如地图所示,他停下来开始定义论证中出现的术语。这就是达尔文作为科学理论家和说客的过人之处:他不断审视他所使用的语言,思考它们的含义,并改变旧的语言以适应他观察世界的新方式。
在下定义过程中,达尔文对“在广泛和隐喻性的意义上”使用他的关键术语直言不讳。在论证过程中,“竞争”将会出现多种不同意义。首先,最奇特的是,“竞争”将意味着“一种生物对另一生物的依存”。诚然,最明显的竞争就是两只狗争夺食物。但与竞争相对应的就是依存。所以仅仅因为一株植物对水的依存,它会和恶劣的自然环境竞争。两只狗的竞争也是因为它们对越来越稀少的食物的依存。
这里,对竞争的重新定义是达尔文论证的最关键步骤。对达尔文而言,“竞争”是所有生命形式的互相依存和它们之间的活性关系。的确,他刻意选择了一个具有凄凉意味的词,但使用的却不是其阴沉之意。竞争不仅与限制和威胁有关,同时也关系到行为、变化和成长的可能性。与“竞争”相对应的总是依存:所以达尔文说,附着于同一棵树的槲寄生互相竞争,因为它们依存同一棵树。对于达尔文,树木不仅是范例也是象征。作为寄生植物的寄主,这棵树似乎也代表着它所属的整个环境。竞争是因为所有生物共有一个有限的世界,而不是它们生性好斗或是受到排他性的影响。
竞争的另一方面是它既指个体生存也指成功繁殖。繁殖承接论证的下一步——达尔文链接了对他影响深远的马尔萨斯的著名理论。在对竞争的定义中,达尔文已开始创造自己的语言,然后他重新提到他人的话言。他认为对竞争的重新定义也许是解释地球上生物的良好开端。很快,他就会提供详细的证据,但首先他要提出竞争发生的原因。
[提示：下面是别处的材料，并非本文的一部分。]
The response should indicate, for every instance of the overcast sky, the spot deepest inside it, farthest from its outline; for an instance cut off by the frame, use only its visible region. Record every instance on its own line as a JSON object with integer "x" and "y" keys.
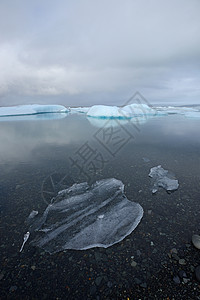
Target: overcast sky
{"x": 99, "y": 52}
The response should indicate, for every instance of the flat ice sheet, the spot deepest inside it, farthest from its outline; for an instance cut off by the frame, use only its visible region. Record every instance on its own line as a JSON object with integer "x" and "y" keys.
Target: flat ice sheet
{"x": 163, "y": 178}
{"x": 83, "y": 217}
{"x": 31, "y": 110}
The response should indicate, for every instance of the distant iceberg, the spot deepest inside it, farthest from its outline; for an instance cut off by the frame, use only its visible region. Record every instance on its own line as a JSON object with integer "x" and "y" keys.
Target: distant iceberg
{"x": 105, "y": 111}
{"x": 188, "y": 112}
{"x": 128, "y": 111}
{"x": 33, "y": 109}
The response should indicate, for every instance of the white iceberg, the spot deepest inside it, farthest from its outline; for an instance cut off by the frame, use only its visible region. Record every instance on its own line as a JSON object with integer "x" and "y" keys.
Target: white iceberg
{"x": 81, "y": 110}
{"x": 32, "y": 109}
{"x": 128, "y": 111}
{"x": 179, "y": 110}
{"x": 105, "y": 111}
{"x": 163, "y": 178}
{"x": 83, "y": 217}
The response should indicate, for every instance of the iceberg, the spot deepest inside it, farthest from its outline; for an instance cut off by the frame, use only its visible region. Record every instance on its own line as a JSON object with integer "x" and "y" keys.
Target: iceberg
{"x": 128, "y": 111}
{"x": 82, "y": 217}
{"x": 105, "y": 111}
{"x": 81, "y": 110}
{"x": 163, "y": 178}
{"x": 179, "y": 110}
{"x": 32, "y": 109}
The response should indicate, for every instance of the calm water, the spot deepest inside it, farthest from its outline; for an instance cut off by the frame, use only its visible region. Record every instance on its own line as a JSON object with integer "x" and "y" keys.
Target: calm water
{"x": 39, "y": 158}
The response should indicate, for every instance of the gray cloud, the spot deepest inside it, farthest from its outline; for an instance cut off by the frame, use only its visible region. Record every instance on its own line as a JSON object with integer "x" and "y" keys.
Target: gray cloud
{"x": 99, "y": 51}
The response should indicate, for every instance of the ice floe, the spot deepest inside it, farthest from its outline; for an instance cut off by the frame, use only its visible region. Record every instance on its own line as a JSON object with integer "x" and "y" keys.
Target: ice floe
{"x": 83, "y": 217}
{"x": 163, "y": 178}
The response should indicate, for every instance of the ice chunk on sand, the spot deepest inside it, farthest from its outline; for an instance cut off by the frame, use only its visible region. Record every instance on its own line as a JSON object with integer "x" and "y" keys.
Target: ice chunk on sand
{"x": 31, "y": 110}
{"x": 163, "y": 178}
{"x": 84, "y": 217}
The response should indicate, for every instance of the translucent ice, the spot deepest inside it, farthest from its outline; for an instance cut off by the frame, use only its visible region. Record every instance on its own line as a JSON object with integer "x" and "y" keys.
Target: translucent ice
{"x": 83, "y": 217}
{"x": 32, "y": 109}
{"x": 26, "y": 237}
{"x": 162, "y": 178}
{"x": 128, "y": 111}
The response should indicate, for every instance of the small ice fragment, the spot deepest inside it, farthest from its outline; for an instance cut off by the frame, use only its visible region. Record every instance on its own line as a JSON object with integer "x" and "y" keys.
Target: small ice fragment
{"x": 162, "y": 178}
{"x": 100, "y": 217}
{"x": 26, "y": 236}
{"x": 33, "y": 214}
{"x": 84, "y": 217}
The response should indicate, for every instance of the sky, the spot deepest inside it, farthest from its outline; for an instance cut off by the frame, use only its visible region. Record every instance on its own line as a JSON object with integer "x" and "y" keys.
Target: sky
{"x": 81, "y": 53}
受到前辈马尔萨斯理论的启示,他用干脆利落的一句话道出了原因:
一切生物都有高速增加的倾向,因此生存竞争就不可避免地出现了。
每一种生物的数量都会增加,如果每个个体都能存活,那么一个物种,即使是几个个体的后代都将会在地球上泛滥。这个达尔文称为“马尔萨斯学说”的原理被“应用到整个动植物王国”。正如我们看到的,马尔萨斯认为人口将成等比增长,而食物则只会缓慢增加。换句话说,人口数目将迅速增加而食品数目只会逐一增长:3乘3比3加3,或5乘5比5加5。差距逐渐变大,多余的人口就会灭亡。从这点,马尔萨斯引出了许多教益。他仅仅是依据自然法则来解释竞争的必要性,而不是从道义上来说。没有竞争,地球很快就会被“一对生物”的后代挤满,不论是一对大象或是蚂蚁抑或是水仙。